My concern is that maybe I'm cutting back my big cat too far and his body is going into starvation mode and saving up his fat, because he seems overweight but hasn't appeared to do anything but remain at this stable. I'm afraid to cut his food any more and make things worse. Any suggestions? Should I cut it or add more? As a side note, I just found out that they had roundworm and they just received their second dose of treatments so should be roundworm free. Could this have been causing his weight stability? Do you expect that I'll see him losing weight now?

This is what I feed:


----------



## doodlebug (May 13, 2006)

Just like humans, each cat has a different metabolism. My cats each get 3.67 oz of wet food and 1/8 cup dry per day. The two girls (9 &12 lbs) usually don't finish it all and Kobi (19lb) cleans up. They're all at a good weight for their frames and maintain it consistently.

Your cats are getting more food per day than mine, plus you're adding the occasional chicken thigh (I'll equate the mealworms, yuck!, with the treats I give mine). So I can see where they wouldn't lose weight. 

Two things to note....1/4 cup of dry food is not 2 oz. That's liquid measure on the cup. If you actually put one cup of dry food on a kitchen scale you'll find it weighs 5 oz. 

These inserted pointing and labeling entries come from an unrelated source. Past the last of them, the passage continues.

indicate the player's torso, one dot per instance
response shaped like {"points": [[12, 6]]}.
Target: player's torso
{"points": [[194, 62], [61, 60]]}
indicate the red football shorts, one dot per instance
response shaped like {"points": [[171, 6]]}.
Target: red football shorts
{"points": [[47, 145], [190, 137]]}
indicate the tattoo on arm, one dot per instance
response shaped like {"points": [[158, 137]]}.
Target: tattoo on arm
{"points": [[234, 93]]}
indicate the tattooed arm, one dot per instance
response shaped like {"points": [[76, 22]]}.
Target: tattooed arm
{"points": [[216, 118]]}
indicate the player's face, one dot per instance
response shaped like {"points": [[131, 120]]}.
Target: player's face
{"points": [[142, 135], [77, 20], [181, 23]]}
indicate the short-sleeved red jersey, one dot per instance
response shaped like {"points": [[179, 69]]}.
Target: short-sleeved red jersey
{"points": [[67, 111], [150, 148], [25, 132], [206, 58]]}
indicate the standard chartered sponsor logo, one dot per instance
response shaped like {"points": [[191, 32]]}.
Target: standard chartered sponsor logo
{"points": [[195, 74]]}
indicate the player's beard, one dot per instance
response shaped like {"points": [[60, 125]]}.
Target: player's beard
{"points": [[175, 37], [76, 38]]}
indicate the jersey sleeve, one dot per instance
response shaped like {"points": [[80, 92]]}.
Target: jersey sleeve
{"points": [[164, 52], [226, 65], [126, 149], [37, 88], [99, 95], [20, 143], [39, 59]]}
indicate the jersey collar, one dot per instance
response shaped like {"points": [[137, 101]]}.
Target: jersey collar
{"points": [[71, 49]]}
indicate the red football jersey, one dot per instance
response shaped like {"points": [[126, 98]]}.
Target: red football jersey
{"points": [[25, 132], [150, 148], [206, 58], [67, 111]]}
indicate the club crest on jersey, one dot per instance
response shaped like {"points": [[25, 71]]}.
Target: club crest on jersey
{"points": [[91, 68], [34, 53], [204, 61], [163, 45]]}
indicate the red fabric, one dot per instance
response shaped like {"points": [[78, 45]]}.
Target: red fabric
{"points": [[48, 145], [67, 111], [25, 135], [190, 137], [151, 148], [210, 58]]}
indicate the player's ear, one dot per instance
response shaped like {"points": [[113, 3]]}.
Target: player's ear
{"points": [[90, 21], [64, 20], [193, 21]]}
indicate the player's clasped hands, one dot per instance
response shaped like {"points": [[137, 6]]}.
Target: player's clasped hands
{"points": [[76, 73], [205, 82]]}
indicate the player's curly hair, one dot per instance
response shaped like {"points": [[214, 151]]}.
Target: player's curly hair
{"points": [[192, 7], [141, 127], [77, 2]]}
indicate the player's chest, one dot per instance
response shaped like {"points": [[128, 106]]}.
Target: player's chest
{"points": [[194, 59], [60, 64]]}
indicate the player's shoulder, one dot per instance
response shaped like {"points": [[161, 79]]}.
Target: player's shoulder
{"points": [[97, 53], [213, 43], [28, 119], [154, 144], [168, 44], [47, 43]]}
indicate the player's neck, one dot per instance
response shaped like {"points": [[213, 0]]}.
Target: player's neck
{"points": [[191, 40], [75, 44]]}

The second is that ProPlan is not a great canned food, meat by products give me the heebie jeebies. You can do much better for about the same price especially if you just split a 5.5 oz can between them.


----------



## Jadie.Glitch (Apr 29, 2012)

Okay, so instead of a cup of dry food being 8 ounces like I thought it's really 5.5 ounces? So that means I've been actually feeding them 1.4 ounces of dry food each meal, right? As for the chicken thighs, they don't get them in addition to the rest of their food, they get it in place of one meal and the same weight as the meal that it replaced.

What is the best canned food to get for the price? This is the best I could find at PetCo (unless I'm just blind, lol) for that price range. Is there another brand I should be looking into? I was feeding IAMS ProActive Health, but I liked the looks of the ingredients in the Purina ProPlan better...


----------



## Jadie.Glitch (Apr 29, 2012)

Sorry to double post, but I wanted to mention: I used to feed them Nature's Variety:









And it says on the package "may cause temporary digestive disturbances", but that was an understatement. I fed them two entire 12lb bags of the stuff waiting for the "digestive disturbances" (horribly smelly stool) to subside and it never did. That stuff was awful . They seem to be doing much better on the Wellness Core. Anyone else ever experience this?


----------



## Jadie.Glitch (Apr 29, 2012)

Bump


----------



## MowMow (Nov 6, 2010)

I think that at one time Iams used to be pretty decent food but once they sold out to a larger company (was it P&G?) it's garbage now and imo, would rate Purina below Iams.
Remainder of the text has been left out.